Iterative Preference Learning from Human Feedback: Bridging Theory and Practice for RLHF under KL-Constraint

Wei Xiong,Hanze Dong,Chenlu Ye,Ziqi Wang,Han Zhong,Heng Ji,Nan Jiang,Tong Zhang
2024-05-01
Abstract:This paper studies the alignment process of generative models with Reinforcement Learning from Human Feedback (RLHF). We first identify the primary challenges of existing popular methods like offline PPO and offline DPO as lacking in strategical exploration of the environment. Then, to understand the mathematical principle of RLHF, we consider a standard mathematical formulation, the reverse-KL regularized contextual bandit for RLHF. Despite its widespread practical application, a rigorous theoretical analysis of this formulation remains open. We investigate its behavior in three distinct settings -- offline, online, and hybrid -- and propose efficient algorithms with finite-sample theoretical guarantees. Moving towards practical applications, our framework, with a robust approximation of the information-theoretical policy improvement oracle, naturally gives rise to several novel RLHF algorithms. This includes an iterative version of the Direct Preference Optimization (DPO) algorithm for online settings, and a multi-step rejection sampling strategy for offline scenarios. Our empirical evaluations on real-world alignment experiment of large language model demonstrate that these proposed methods significantly surpass existing strong baselines, such as DPO and Rejection Sampling Optimization (RSO), showcasing the connections between solid theoretical foundations and their potent practical implementations.

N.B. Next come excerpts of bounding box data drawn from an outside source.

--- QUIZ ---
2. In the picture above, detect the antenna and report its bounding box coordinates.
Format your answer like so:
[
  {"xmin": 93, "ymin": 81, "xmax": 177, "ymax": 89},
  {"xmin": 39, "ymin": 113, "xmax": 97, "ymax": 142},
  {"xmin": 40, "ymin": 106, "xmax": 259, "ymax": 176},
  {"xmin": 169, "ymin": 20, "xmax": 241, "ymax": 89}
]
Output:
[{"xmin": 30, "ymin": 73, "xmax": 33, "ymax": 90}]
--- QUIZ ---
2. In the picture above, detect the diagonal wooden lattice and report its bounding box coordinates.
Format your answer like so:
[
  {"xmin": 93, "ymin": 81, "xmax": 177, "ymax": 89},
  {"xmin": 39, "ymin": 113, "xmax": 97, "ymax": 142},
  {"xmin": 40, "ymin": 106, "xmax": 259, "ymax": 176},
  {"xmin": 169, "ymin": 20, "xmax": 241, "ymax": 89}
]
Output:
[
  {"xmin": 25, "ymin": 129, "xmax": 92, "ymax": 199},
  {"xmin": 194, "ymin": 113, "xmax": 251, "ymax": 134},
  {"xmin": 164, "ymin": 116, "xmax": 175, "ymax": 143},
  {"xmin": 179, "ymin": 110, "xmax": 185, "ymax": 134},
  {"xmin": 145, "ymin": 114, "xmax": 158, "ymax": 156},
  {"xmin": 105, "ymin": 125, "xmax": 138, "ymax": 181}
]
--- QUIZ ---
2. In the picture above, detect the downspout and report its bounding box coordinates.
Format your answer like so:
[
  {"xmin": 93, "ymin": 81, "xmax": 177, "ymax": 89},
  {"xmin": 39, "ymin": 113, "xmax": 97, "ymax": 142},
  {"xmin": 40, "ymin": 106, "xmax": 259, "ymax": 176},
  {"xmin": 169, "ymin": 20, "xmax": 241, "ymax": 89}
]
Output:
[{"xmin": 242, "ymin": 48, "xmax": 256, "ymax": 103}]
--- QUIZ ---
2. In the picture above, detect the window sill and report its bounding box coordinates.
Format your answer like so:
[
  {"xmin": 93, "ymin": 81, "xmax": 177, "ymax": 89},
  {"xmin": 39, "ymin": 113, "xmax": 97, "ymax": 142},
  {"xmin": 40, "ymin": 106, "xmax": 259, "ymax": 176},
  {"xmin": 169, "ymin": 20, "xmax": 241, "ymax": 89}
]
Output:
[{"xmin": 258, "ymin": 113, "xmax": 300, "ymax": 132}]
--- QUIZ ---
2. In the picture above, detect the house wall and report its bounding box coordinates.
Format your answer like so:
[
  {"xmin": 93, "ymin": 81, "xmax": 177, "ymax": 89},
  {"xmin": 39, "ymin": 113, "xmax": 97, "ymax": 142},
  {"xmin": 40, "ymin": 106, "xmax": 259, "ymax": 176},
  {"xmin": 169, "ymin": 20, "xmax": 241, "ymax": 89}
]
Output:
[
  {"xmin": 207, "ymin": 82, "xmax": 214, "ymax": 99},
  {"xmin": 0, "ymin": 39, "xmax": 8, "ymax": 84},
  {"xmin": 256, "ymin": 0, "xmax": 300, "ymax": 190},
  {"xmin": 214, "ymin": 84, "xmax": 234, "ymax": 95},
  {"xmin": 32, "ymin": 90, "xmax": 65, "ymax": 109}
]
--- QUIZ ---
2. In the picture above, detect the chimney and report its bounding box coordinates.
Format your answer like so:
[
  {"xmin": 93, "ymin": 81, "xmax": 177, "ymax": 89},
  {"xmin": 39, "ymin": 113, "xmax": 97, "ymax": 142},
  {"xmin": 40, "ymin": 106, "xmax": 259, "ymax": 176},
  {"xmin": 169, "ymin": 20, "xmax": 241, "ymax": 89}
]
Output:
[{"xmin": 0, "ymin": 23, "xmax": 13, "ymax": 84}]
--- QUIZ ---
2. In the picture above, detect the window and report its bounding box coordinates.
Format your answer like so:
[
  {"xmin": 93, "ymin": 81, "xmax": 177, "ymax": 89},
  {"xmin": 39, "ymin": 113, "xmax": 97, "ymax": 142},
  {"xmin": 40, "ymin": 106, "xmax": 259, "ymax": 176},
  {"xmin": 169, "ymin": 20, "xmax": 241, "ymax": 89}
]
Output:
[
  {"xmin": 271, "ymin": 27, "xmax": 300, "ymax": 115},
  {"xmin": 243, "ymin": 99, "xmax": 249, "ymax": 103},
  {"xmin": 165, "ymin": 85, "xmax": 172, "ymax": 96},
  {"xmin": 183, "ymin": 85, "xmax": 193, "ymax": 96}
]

Machine Learning,Artificial Intelligence
What problem does this paper attempt to address?
This paper mainly investigates the problem of model alignment in Reinforcement Learning from Human Feedback (RLHF) based on generative models. Existing methods such as offline PPO and offline DPO have been pointed out to have deficiencies in environmental policy exploration. The researchers understand the mathematical principles of RLHF through the backward KL regularization and contextual bandit problem. Although this formalization is widely used in practice, its theoretical analysis has not been sufficiently studied. The paper proposes algorithms in three different settings (offline, online, and mixed) and provides theoretical guarantees with limited samples. For offline learning, they use pessimistic estimation to improve efficiency. For online iterative learning, they propose a strategy based on batch exploration. Experimental results show that these new methods significantly outperform existing baselines such as DPO and RSO in alignment experiments of large-scale language models, demonstrating the connection between theoretical foundation and practical implementation. In summary, this paper attempts to address how to align generative models more effectively in RLHF, especially when considering the exploration of environmental policies and the imperfection of reward functions. It also explores how to guide practical algorithm design through theoretical analysis to reduce overfitting and reward hacking issues and improve model performance.